Monday, February 8, 2021

A Secretary of State

I guess I'll just be all right-wingy today and offer another link to National Review and its item on the passing of Ronald Reagan's second Secretary of State, George Schulz.

I suppose I could be noting this because Schulz represents a professionalism of diplomacy combined with the highest regard for the interests of the United States, something a lot of his successors since 1988 have lacked. And he represented it in a way unlike the ossified self-replicating bureaucracy that so many government agencies and their employees work hard to build.

But really I'm noting it because the former Secretary was the commencement speaker at my college graduation. I was a journalism school graduate and also pretty liberal at the time, so my appreciation of the moment was not what it might have been a little later in life. But I do recall the way Schulz offered a paragraph or so for each school in the university, including my own. He singled us out as having prepared and trained to receive a great trust as the way by which the people's representatives could be kept honest and the people themselves could learn about the world.

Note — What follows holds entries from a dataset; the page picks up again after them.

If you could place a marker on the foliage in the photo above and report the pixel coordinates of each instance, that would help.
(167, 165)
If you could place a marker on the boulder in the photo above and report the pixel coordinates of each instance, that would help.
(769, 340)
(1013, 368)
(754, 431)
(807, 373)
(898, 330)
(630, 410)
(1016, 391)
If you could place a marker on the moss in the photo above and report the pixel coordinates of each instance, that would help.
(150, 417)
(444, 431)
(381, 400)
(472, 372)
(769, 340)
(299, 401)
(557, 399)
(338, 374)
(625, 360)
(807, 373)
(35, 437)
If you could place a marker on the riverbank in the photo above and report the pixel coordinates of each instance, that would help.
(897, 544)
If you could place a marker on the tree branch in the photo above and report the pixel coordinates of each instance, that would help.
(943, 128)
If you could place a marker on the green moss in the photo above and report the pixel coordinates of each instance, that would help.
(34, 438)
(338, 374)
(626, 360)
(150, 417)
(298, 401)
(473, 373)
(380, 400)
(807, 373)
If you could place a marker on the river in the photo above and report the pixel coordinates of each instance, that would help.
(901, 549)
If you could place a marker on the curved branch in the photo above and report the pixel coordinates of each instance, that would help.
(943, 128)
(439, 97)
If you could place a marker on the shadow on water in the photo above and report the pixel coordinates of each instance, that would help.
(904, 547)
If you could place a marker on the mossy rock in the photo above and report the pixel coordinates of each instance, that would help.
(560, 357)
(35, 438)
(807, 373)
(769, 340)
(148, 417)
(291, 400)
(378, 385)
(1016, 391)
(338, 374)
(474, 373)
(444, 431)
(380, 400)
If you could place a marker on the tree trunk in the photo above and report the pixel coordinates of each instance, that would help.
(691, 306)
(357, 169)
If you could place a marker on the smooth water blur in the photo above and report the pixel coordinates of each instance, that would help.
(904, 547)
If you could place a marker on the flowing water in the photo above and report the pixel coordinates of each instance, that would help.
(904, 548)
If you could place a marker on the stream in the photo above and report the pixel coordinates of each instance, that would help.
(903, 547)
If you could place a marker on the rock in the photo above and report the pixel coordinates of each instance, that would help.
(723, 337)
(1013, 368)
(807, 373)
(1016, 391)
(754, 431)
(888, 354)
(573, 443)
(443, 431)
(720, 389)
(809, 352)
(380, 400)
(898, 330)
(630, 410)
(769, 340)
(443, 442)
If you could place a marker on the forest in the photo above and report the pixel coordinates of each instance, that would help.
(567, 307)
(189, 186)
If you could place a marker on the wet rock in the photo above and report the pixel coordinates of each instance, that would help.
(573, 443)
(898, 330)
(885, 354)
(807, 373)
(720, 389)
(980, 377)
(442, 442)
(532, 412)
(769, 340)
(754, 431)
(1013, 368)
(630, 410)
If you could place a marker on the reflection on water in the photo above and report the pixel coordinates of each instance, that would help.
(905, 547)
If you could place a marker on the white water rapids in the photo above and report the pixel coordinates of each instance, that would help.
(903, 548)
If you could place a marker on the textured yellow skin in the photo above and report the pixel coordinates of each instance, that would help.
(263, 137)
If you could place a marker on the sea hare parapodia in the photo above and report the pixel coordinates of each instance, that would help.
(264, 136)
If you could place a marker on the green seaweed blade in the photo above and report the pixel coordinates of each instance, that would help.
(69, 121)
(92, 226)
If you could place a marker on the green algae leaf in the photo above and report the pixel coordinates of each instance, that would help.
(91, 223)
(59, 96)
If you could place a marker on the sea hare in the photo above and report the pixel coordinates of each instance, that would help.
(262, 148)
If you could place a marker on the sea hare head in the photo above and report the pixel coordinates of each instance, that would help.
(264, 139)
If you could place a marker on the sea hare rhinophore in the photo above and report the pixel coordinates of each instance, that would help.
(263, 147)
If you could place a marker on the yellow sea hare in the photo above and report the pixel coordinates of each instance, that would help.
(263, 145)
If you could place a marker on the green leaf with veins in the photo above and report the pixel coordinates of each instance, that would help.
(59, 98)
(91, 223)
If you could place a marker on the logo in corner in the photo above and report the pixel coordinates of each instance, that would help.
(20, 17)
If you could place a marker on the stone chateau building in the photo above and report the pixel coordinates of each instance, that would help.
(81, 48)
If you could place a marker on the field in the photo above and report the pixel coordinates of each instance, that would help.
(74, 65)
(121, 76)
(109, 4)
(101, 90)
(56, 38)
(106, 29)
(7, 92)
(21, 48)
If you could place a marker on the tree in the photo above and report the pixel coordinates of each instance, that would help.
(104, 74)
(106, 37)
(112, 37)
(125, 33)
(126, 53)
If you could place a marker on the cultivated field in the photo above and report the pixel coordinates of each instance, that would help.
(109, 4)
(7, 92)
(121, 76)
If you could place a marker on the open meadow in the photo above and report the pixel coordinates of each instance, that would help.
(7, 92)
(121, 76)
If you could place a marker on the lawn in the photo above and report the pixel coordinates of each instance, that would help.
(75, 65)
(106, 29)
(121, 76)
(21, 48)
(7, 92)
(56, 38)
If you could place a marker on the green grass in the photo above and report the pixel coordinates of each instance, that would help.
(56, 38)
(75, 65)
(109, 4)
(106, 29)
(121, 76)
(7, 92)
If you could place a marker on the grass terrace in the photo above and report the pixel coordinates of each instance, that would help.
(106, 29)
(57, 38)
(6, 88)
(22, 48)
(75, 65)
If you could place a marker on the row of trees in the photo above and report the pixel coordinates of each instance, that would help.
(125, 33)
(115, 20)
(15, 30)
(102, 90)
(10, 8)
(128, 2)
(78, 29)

Today we might wonder why a Republican Secretary of State would hold the press in such high esteem, but once upon a time we had public officials who understood that they worked for the public and newspeople who understood that a great part of their mission was to serve that same public and make sure our hired employees were doing the jobs for which they were hired.

Not all of the employees thought that way, not even back then (Col. North! Nice to see you again). Nor was the adversarial relationship always comfortable. But the people complaining about the way the newspeople were doing their jobs were pointing out how they were not living up to the standards they'd set for themselves instead of calling them names and herding them around with cordons and rope barricades. And the newspeople themselves saw their jobs as revealing the truth rather than being the Resistance! against an Evil! Dictator! With! Bad! Hair!

It is the way of the middle-aged to remember just enough of their younger years and understand just enough of their current years to draw comparisons unfavorable to the latter. But that way is not always wrong.